Pero en definitiva, la lotería de cartones quedó relegada a los cafés y a los ámbitos familiares, mientras la llamada a sobrevivir como institución oficial fue la otra, la mexicana, tradicionalmente conocida aquí como «Lotería de Caridad». Sobre el complejo procedimiento de los sorteos de Caridad hace más de un siglo y la intervención de los hoy llamados «niños cantores», una página de don José María Fernández Saldarla revela estos detalles: «Efectuábase la extracción valiéndose de cinco muchachos llamados sorteadores los que, puestos en fila sacaban de una bolsa el primero las unidades de mil, el segundo las centenas, el tercero las decenas; el cuarto las unidades componiéndose de esta manera el numero tal. El quinto era el encargado de desinsacular los premios.

Como tal procedimiento resultaba bastan trabajoso y se corría el riesgo de formar nuevamente números que ya habían salido premiados, la administración resolvió modernizarlo y puso a funcionar dos globos, uno de números y otro de suertes. Pero esto sucedió en 1881, y podría juzgarse historia reciente y no antecedente del tema, que es lo que nos hemos propuesto reseñar en esta breve nota. Lo que no es reciente es el juicio adverso que la lotería monopolizada por el Estado ha merecido a quienes critican el mecanismo consistente en repartir entre unos pocos jugadores parte de lo que arriesgaron todos, mientras el resto queda para el Estado que siempre tiene la seguridad de ganar sin riesgo de perder. Y ni que hablar de la opinión de políticos y moralistas, que han censurado la intervención estatal dirigida a fomentar en el pueblo nada menos que el poco edificante vicio del juego…

Con seguridad no opinan lo mismo los miles de fanáticos que, semana a semana, compran su billete con la esperanza de que alguna deidad de las antiguas mitologías les ayude a multiplicar sus caudales. Algunos pasan años siguiendo el mismo número y mueren sin satisfacer su ambición. Es que Fortuna sigue siendo hoy, como lo era dos milenios atrás, caprichosa y arbitraria. Y si no, que lo digan los que jamás habían comprado antes un billete de lotería y resultaron premiados con la grande el día que lo compraron por primera vez.

Ricardo Goldaracena.

Extraido del Suplemento Dominical de El Dia, numero 2830. Año 1988. 

Fuentes:

Sobre la historia de nuestra Lotería de Caridad escribieron Isidoro De María («Montevideo antiguo.
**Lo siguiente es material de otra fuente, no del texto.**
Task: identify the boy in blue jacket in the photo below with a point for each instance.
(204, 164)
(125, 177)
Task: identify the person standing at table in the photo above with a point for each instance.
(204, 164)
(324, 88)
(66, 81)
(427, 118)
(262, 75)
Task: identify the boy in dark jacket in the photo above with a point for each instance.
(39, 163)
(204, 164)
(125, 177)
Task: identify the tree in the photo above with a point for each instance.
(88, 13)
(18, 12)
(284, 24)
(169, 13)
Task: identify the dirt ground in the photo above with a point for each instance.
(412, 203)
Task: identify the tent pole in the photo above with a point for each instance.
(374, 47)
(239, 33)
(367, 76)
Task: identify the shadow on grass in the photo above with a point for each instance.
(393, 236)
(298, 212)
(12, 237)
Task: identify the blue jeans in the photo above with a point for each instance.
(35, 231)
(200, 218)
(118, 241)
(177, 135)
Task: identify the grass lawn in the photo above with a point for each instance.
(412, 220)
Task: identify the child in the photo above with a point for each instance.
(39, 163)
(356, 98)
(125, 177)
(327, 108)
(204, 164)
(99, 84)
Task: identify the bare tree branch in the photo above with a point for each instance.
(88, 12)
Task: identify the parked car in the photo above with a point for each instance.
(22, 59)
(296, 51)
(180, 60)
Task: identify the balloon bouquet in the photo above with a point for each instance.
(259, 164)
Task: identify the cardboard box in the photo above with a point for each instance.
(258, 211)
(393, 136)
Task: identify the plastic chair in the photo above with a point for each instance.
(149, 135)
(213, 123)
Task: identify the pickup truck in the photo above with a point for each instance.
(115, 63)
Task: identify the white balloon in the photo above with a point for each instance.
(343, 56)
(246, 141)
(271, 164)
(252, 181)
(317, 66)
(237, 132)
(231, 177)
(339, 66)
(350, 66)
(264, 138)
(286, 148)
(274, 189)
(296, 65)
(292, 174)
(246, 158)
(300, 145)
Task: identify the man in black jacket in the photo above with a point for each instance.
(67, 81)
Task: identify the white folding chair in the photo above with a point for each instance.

Tradiciones y recuerdos», Libro segundo: «La lotería y la imprenta de Caridad») y José María Fernández Saldaña («Historias del viejo Montevideo», tomo II, Arca, 1967, pág. 46).

La lotería mexicana fue prolijamente estudiada por José María Cordoncillo Samada en su libro «Historia de la Real Lotería de Nueva España», Sevilla, 1962.

Las fianzas de 1820 y 1821, citadas en el texto, se encuentran en los Protocolos del Cabildo, respectivamente en los folios 432 y 364 de los tomos correspondientes a dichos años. (Archivo General de la Nación).

El reglamento elaborado por la Junta de la Hermandad de Caridad el 27-VI11-1822 existe en una publicación de la Imprenta de Caridad del año 1826, de la que posee un ejemplar la Sala Uruguay de la Biblioteca Nacional.

Las normas referentes a la lotería de Caridad, de la etapa republicana, están recopiladas en una publicación del Minsterio de Salud Pública: «Leyes y decretos de la Lotería del Hospital de Caridad», Montevideo, s/f. En este folleto se hallan: la ley de 12-VII-1856 que estableció que las loterías públicas y sus productos son propiedad exclusiva del Hospital de Caridad; el decreto de 10-IX-1858, que prohibió la venta de billetes de loterías extranjeras; la ley de 11-IV-1893, que definió el carácter contractual de la lotería y la autenticidad de los extractos que fijan inapelablemente los derechos de los tenedores de billetes; y la ley de 17-VIII-1898, que contiene disposiciones diversas sobre rifas, loterías y juegos prohibidos.